Next, we tried the Arrollado de Malaya , which is a flank steak roll containing chard, carrots and hard-boiled eggs: a pretty dish, it tasted exactly like dinner leftovers. From there, we went on to the parrillada “Juan Chico,” a mixed grill for two that came to the table on a nifty barbecue. This was a meal dreamed up by a true carnivore for others of his/her ilk: There were short ribs and skirt steak, sweetbreads and knotty ropes of tripe and dark spicy blood sausages. We countered the all-meat meal with bites of the Chilena salad (tomatoes and onions) and pepino con tomate (tomatoes and cucumber), which were both made with tasteless, grainy, oblong Italian tomatoes.

We finished up with a good light flan and coffee--easier said than done because at some point during dinner our waitress vanished.

By the end of my second visit. I was beginning to have divided feelings about La Gaviota. As we were leaving, Robert said, “The parrillada was really good, but it’s hard to get around canned abalone.”

I still wanted to like the place. The third time, I hoped, would be the charm. Only it wasn’t, not exactly. I went with my friend John, another intrepid carnivore, who ordered the Bife Aleman , a Chilean steak tartare . This turned out to be a huge portion of fresh and fluffy ground raw steak seasoned with lemon juice and garlic. We ate as much as we could, but there was enough left for many more appetizers.
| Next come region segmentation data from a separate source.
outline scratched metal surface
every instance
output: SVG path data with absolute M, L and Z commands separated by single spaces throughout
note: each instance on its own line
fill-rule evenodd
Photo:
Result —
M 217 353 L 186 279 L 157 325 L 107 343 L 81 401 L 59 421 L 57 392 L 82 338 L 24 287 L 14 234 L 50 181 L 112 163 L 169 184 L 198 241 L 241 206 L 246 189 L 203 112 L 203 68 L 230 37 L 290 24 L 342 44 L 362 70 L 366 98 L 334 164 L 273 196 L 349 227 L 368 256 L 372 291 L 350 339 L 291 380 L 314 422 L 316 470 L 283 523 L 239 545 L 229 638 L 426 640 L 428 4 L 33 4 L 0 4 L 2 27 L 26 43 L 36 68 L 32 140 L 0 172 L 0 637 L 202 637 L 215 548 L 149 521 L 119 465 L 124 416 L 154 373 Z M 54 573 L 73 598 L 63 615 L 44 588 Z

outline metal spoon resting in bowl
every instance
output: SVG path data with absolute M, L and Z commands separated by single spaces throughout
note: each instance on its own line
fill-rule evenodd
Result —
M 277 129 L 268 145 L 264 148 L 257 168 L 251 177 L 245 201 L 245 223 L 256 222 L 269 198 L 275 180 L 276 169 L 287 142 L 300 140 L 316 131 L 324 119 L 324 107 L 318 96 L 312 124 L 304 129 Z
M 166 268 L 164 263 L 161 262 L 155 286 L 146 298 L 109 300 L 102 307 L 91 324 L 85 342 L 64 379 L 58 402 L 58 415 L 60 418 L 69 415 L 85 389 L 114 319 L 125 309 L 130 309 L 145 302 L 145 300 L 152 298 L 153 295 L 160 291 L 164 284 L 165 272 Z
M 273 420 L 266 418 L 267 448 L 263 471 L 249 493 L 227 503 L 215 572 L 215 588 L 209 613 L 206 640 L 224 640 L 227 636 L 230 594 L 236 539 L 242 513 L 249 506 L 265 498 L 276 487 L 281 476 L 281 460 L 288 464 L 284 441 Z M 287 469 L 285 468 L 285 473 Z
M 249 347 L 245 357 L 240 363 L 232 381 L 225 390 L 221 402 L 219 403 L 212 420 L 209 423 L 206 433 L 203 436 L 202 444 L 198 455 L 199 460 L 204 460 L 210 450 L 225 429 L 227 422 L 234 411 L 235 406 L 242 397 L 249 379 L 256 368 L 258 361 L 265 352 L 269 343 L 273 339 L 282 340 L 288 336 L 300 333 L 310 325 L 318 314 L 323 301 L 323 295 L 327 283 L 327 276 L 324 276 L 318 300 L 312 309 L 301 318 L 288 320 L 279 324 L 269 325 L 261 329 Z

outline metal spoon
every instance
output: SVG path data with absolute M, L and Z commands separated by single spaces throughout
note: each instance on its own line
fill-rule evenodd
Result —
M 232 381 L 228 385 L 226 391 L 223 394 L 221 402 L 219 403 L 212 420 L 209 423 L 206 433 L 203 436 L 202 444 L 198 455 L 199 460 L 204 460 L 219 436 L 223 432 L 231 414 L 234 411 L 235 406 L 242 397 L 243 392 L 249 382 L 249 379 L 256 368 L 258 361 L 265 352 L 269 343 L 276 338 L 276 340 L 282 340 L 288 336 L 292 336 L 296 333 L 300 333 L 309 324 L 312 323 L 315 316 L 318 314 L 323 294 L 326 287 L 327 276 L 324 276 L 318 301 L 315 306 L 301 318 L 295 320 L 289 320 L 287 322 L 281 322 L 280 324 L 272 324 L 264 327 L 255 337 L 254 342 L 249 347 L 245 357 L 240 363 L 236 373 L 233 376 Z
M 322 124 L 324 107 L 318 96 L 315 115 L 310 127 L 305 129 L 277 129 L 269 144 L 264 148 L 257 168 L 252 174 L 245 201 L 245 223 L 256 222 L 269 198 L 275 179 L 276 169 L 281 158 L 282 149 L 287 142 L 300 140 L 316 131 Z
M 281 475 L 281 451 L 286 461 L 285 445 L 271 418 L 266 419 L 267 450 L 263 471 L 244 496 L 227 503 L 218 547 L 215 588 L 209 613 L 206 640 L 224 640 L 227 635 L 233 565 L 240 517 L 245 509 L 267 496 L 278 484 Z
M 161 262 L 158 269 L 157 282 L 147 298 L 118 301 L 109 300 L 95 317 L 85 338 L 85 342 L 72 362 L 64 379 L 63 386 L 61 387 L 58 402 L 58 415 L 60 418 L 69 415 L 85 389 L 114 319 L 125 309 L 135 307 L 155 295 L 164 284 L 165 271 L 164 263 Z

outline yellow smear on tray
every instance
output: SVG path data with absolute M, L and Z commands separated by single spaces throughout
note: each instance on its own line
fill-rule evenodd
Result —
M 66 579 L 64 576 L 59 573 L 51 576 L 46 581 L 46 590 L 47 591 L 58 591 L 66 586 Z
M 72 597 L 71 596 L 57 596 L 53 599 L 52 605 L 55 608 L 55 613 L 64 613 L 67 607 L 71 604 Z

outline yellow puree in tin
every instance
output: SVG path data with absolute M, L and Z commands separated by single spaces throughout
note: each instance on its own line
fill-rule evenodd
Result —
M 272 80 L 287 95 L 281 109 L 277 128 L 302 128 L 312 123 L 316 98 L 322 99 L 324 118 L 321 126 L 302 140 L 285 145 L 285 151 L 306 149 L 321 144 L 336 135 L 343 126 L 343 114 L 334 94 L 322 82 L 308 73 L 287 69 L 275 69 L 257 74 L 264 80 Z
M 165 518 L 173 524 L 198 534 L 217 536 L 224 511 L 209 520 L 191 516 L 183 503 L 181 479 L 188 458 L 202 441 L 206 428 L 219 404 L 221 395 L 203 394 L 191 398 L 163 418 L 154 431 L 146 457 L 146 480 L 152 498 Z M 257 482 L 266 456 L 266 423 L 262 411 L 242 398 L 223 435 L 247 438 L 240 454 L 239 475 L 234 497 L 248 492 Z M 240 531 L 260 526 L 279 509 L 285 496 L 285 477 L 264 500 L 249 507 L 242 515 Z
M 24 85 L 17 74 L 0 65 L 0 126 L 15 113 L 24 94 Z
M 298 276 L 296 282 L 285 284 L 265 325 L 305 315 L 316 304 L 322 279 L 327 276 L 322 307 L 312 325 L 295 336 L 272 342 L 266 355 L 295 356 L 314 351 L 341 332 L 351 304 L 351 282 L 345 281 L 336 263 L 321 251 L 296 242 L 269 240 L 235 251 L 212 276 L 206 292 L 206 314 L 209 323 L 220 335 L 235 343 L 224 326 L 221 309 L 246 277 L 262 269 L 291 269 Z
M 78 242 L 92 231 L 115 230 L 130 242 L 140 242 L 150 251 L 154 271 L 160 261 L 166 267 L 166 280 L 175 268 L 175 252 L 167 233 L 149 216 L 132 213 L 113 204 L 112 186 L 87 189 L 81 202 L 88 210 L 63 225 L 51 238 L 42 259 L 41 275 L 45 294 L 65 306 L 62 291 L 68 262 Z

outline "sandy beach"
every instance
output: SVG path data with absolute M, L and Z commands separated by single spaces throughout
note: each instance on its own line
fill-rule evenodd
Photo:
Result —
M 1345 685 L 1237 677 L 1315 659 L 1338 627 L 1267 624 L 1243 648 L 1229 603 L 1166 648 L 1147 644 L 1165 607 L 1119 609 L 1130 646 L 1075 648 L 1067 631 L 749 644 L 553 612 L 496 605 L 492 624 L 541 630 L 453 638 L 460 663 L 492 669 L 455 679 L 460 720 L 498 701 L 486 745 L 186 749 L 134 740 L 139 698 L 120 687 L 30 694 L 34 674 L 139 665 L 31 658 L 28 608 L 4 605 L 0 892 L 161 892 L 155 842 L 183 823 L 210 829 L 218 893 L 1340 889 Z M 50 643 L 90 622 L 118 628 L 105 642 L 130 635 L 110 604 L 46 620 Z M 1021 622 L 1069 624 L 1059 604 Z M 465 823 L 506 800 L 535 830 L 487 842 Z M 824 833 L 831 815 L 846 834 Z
John then stole the evening by ordering the Pastel de Choclo , a fabulous, fascinating ground corn pie sprinkled with sugar and filled with ground beef, chicken, raisins, olives and spices: Sounds odd, tastes amazing. I sulked over my Bistec a lo Pobre that the waitress had recommended as an authentic Chilean steak dish, which it may well be. It’s also standard coffee shop fare. Before we finished dinner we lost our waitress again, and this time it took well over 30 minutes from the moment we decided to leave to find someone, get our check, pay and depart.

I suppose the truest test of how I feel about a place lies in whether I want to go back. Do I want to go back to La Gaviota? The answer, I have to admit, is yes . . . at least once, so that I can have one Pastel de Choclo all to myself.

Recommended dishes: ceviche mixto , $7.95; Pastel de Choclo , $7.95; parrillada “Juan Chico” (for two), $22.

La Gaviota de Vina, 5254 Van Nuys Blvd., Sherman Oaks. (818) 788-4560. Open for lunch and dinner from 11:30 a.m. to 10 p.m. Tuesday through Thursday and Sunday, until midnight on Friday and Saturday. Major credit cards accepted. Beer and wine. Parking lot behind. Dinner for two, food only: $16 to $45.